In 1992, I went to former Yugoslavia, at the height of ethnic cleansing, to experiment with a new way of reporting the news, via the InterNet, one that was free of the usual failings of the mainstream media. I sought to set my own direction as I traveled in all the former Yugoslav Republics except Bosnia and Montenegro, talking to people, visiting forgotten scenes of devastation, and exposing previously unknown human needs brought on by the crisis. In 1994, after travelling many thousands of miles telling about what I saw, my health gave and I was forced to retire from nearly all anti-war activism to pursue less stressful investigations.

I find war to be vulgar and unnecessary. In some ways, I feel elements of the Peace Movement to share in the responsibility for this war, for sitting down and declaring that maybe, at long last, they had found a cause which truly did merit military intervention. I feel that there was, at the time of my retirement, insufficient effort being made to have dialogue with the Serbs and a tendency on the part of local activists to treat this war as a kind of sideshow. I feel that there was insufficient understanding of the reasons for the atrocity in Bosnia as there is now for what is happening in Kosovo and a tendency to brush off the arms trade as a "given" which did not merit further investigation.

Today, I find that I cannot call most of the opposition to this war my allies.
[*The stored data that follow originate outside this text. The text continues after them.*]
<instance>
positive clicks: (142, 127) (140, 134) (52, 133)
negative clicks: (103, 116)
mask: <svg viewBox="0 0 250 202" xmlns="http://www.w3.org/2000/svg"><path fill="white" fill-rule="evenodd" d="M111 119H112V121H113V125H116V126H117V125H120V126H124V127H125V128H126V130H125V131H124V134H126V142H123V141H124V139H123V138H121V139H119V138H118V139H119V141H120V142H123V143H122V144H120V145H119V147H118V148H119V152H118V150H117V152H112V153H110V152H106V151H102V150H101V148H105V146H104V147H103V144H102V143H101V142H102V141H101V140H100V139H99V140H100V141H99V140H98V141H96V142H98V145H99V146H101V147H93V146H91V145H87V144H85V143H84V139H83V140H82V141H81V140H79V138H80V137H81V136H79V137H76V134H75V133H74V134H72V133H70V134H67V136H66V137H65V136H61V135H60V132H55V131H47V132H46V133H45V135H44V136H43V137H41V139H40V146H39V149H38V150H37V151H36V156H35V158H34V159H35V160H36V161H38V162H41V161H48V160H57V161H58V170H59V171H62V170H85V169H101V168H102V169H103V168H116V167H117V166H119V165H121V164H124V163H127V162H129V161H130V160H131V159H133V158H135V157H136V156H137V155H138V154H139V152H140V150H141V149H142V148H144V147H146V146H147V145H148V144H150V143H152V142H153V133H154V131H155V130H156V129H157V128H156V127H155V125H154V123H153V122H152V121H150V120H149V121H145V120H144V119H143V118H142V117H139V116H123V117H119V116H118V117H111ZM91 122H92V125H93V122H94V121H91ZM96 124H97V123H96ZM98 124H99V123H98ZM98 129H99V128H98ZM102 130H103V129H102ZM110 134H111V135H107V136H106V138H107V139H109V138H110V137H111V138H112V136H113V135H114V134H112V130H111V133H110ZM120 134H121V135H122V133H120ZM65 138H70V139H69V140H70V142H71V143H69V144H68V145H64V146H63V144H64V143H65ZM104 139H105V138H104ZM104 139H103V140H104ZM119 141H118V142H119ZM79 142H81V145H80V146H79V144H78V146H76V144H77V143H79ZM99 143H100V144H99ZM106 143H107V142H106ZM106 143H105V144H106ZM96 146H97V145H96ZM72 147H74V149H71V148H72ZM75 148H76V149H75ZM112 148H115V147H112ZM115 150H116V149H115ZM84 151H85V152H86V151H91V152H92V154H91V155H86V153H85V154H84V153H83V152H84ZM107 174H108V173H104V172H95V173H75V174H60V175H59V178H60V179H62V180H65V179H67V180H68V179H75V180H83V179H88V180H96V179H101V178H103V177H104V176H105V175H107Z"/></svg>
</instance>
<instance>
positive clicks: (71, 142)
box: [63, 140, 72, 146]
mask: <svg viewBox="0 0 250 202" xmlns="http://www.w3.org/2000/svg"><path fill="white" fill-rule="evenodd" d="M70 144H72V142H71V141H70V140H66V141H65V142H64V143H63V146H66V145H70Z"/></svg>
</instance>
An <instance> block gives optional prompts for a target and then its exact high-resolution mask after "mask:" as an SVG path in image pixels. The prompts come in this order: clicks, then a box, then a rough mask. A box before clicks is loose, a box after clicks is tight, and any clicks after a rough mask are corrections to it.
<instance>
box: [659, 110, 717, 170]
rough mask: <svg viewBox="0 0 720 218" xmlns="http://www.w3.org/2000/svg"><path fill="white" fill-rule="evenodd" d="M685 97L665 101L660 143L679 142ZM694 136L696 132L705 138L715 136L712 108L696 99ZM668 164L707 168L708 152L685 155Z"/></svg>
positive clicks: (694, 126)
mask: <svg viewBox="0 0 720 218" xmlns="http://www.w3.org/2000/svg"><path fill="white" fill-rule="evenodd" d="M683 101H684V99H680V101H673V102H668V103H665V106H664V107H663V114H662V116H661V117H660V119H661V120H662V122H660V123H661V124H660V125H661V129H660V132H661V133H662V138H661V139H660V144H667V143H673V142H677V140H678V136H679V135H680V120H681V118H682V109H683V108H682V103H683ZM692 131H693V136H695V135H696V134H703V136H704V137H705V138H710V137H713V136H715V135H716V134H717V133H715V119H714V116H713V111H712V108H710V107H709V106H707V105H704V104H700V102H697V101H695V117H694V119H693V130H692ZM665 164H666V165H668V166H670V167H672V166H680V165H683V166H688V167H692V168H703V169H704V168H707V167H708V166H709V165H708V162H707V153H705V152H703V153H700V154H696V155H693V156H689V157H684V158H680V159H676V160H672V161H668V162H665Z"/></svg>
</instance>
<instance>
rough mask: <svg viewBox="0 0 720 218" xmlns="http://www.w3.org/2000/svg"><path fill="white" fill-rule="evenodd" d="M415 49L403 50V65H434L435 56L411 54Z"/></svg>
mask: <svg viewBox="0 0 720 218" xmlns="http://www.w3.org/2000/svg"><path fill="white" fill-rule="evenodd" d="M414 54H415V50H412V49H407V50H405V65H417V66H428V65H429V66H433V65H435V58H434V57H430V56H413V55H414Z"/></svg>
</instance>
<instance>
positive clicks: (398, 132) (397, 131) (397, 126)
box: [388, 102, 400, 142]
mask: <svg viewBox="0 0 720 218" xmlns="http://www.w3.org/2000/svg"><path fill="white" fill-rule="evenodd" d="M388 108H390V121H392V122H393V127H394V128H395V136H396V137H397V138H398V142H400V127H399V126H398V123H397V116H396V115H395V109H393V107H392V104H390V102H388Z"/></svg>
I cannot stand with those Serbs who wave the flag and call for the bombing to stop because they feel the invasion of Kosovo to a justifiable response to an internal matter. I cannot stand with conservatives who hate this war because they hate everything Clinton does, because thirty years ago he chose to listen to his conscience and make public his opposition to the Vietnam War. I do not trust those other nationalities of former Yugoslavia who had jeered on the sidelines and provoked the situation in Kosovo. The real pacifist, I have come to conclude, has few real friends in any war. I cannot stand with peace activists whose response is weak-kneed and predictable, either.

Dialogue with the Serbian people and optimistic support for Serbian opposition movements could have, I believe, prevented this showdown. The embargo and bombing of Yugoslavia, I believe, has only intensified the jinjoism of the nation. The average Serb thinks "It is Us Against the World". And so they fight on, because fighting is the only face-saving option which the United Nations and NATO have allowed it.
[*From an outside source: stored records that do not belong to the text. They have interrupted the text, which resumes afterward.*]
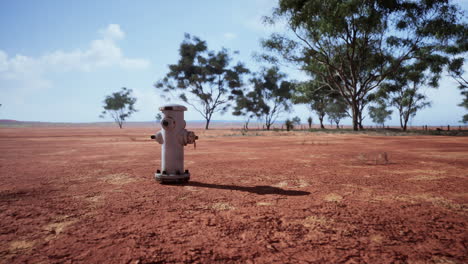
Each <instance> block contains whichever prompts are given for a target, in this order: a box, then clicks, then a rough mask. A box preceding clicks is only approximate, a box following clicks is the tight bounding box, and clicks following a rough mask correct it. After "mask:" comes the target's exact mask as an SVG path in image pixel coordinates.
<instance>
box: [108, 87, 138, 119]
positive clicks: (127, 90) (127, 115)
mask: <svg viewBox="0 0 468 264" xmlns="http://www.w3.org/2000/svg"><path fill="white" fill-rule="evenodd" d="M135 103H136V98H134V97H132V89H127V88H125V87H123V88H122V89H121V90H120V91H119V92H115V93H112V95H108V96H106V99H104V106H103V108H104V111H102V113H101V115H100V117H101V118H104V117H105V115H106V114H109V115H110V116H111V117H112V119H114V121H115V122H116V123H117V124H118V125H119V127H120V128H122V126H123V123H124V122H125V119H127V118H128V117H130V116H131V115H132V114H133V113H134V112H136V111H137V110H136V109H135V108H134V105H135Z"/></svg>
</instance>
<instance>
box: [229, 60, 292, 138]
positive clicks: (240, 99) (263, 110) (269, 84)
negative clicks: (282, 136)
mask: <svg viewBox="0 0 468 264" xmlns="http://www.w3.org/2000/svg"><path fill="white" fill-rule="evenodd" d="M285 78H286V75H285V74H284V73H281V72H280V70H279V68H278V67H275V66H274V67H271V68H268V69H263V70H262V71H261V72H260V73H258V74H256V75H255V76H254V77H253V78H252V79H251V80H250V82H251V84H252V90H251V91H248V92H246V93H244V92H242V93H239V94H238V96H237V98H236V106H235V108H234V111H233V115H243V116H248V117H257V118H258V119H261V120H263V122H264V124H265V127H266V128H267V130H270V127H271V125H272V124H273V123H275V121H276V119H277V118H278V117H279V116H280V115H281V113H283V112H287V111H289V109H290V108H291V103H290V99H291V94H292V91H293V89H294V84H293V83H291V82H289V81H286V80H284V79H285Z"/></svg>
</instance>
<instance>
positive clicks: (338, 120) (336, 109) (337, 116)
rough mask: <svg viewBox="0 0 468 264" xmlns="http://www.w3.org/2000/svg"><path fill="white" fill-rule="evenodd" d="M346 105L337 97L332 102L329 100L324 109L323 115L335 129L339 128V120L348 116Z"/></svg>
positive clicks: (342, 101) (342, 118)
mask: <svg viewBox="0 0 468 264" xmlns="http://www.w3.org/2000/svg"><path fill="white" fill-rule="evenodd" d="M347 110H348V105H347V104H346V102H345V101H344V100H343V99H342V98H341V97H337V98H335V99H333V100H330V102H329V103H328V105H327V106H326V107H325V113H326V114H327V116H328V119H329V120H330V122H333V123H335V124H336V128H340V126H339V125H340V121H341V119H343V118H345V117H347V116H348V111H347Z"/></svg>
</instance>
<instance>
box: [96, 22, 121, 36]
mask: <svg viewBox="0 0 468 264" xmlns="http://www.w3.org/2000/svg"><path fill="white" fill-rule="evenodd" d="M100 33H101V35H102V36H103V37H104V38H105V39H123V38H124V37H125V33H124V32H123V31H122V30H121V29H120V26H119V25H117V24H110V25H109V26H107V28H105V29H102V30H100Z"/></svg>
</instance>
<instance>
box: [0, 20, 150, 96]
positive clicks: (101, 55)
mask: <svg viewBox="0 0 468 264" xmlns="http://www.w3.org/2000/svg"><path fill="white" fill-rule="evenodd" d="M99 33H100V34H101V38H99V39H96V40H93V41H91V43H90V45H89V47H88V48H87V49H85V50H81V49H76V50H73V51H63V50H56V51H53V52H50V53H46V54H44V55H42V56H40V57H37V58H34V57H28V56H25V55H21V54H18V55H15V56H13V57H11V56H8V54H7V53H6V52H4V51H2V50H0V82H3V81H18V82H20V83H16V85H14V86H15V87H16V88H18V87H23V88H24V87H27V89H41V88H46V87H49V86H50V85H51V82H50V81H49V80H47V78H46V77H45V75H46V74H47V73H56V72H63V71H85V72H86V71H92V70H97V69H101V68H106V67H118V68H122V69H126V70H138V69H146V68H148V67H149V65H150V63H149V61H148V60H145V59H140V58H127V57H125V56H124V54H123V52H122V50H121V49H120V47H119V46H118V45H117V40H120V39H123V38H124V37H125V33H124V32H123V31H122V30H121V29H120V26H119V25H117V24H110V25H109V26H107V28H105V29H102V30H100V31H99ZM9 85H12V84H11V83H9ZM4 86H6V85H3V83H2V87H4ZM6 88H8V87H6Z"/></svg>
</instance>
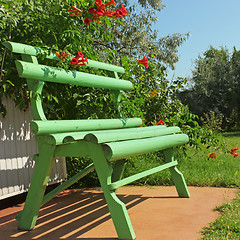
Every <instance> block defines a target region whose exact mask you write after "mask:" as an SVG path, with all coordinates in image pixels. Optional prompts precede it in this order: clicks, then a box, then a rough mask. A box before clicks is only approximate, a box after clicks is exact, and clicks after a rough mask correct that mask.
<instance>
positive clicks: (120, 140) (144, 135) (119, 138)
mask: <svg viewBox="0 0 240 240" xmlns="http://www.w3.org/2000/svg"><path fill="white" fill-rule="evenodd" d="M179 132H181V130H180V128H179V127H168V128H167V127H160V126H154V127H142V128H131V129H126V131H124V130H123V129H120V130H107V131H101V132H94V133H88V134H87V135H86V136H85V137H84V140H86V141H89V142H94V143H105V142H117V141H123V140H131V139H140V138H149V137H156V136H163V135H168V134H174V133H179Z"/></svg>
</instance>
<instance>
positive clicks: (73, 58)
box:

We cannot trust the media to give us the news about internal matters in Serbia. They act as if democratic opposition to Milosevic does not exist. I know otherwise. Among the cities bombed in the NATO Air Strikes was Pancevo, where existed, in 1992, a thriving peace movement. Vojvodina, which has seen at least two air strikes on Novi Sad and Pancevo, was home to other movements of indigenous Magyars, Croats, Romanians, and Serbs who refused to fight outside the national territory against secessionist states. These men and women will be hard-pressed in these times of direct assault against their country to resist the pressures undoubtably being dropped on them by a panicked nation.
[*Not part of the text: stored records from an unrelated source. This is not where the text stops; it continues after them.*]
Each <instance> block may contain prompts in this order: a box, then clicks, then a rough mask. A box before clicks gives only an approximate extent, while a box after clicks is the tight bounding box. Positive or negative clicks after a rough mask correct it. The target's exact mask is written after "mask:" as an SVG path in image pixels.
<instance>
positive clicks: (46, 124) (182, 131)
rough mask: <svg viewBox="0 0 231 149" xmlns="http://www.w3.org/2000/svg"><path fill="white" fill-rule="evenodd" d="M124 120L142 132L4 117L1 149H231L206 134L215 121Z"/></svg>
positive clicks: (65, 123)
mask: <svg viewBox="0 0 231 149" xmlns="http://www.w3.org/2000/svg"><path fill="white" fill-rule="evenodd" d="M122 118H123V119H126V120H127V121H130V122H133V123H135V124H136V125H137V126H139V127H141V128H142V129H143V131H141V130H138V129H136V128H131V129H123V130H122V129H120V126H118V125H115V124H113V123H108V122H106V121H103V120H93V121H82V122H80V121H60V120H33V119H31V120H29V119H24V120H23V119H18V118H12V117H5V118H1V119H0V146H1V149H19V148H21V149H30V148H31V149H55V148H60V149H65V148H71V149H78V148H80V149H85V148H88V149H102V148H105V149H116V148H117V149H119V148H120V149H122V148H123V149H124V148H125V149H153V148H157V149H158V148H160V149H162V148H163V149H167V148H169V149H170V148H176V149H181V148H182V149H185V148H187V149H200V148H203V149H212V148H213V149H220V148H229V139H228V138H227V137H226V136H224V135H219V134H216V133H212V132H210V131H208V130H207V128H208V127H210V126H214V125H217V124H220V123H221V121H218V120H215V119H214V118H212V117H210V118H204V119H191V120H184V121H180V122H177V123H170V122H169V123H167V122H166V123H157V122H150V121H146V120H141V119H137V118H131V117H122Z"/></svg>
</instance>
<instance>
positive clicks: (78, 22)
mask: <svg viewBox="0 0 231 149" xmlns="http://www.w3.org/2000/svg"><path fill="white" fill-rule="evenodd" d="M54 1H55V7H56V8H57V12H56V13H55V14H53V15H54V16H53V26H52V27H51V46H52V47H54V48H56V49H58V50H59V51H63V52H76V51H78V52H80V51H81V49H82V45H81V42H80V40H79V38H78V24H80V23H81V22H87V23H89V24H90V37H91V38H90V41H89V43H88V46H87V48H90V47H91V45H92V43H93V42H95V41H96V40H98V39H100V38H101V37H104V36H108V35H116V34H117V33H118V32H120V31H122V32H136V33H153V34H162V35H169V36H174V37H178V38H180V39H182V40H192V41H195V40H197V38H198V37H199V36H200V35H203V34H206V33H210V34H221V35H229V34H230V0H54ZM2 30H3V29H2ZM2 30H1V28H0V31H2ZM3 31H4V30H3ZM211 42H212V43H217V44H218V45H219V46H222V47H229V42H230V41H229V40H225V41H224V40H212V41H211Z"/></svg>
Pacifists must be vigilant and thoughtful as they propose solutions to the crisis. Both sides have contributed to the situation. The United States and NATO, being the more powerful of the two antagonists, can inflict suffering without injury to itself, much as Serbia inflicted suffering on the Bosnians a few years ago. We must not mistake relative power or weakness for moral superiority. This is the message which I give to Friends and others who struggle in their hearts to understand and present an effective witness to this war. We must seek to address the roots of war, not merely those in the hearts of the combatants, but also those that lay in the profit motive and the willingness of some to provide arms for the warmakers.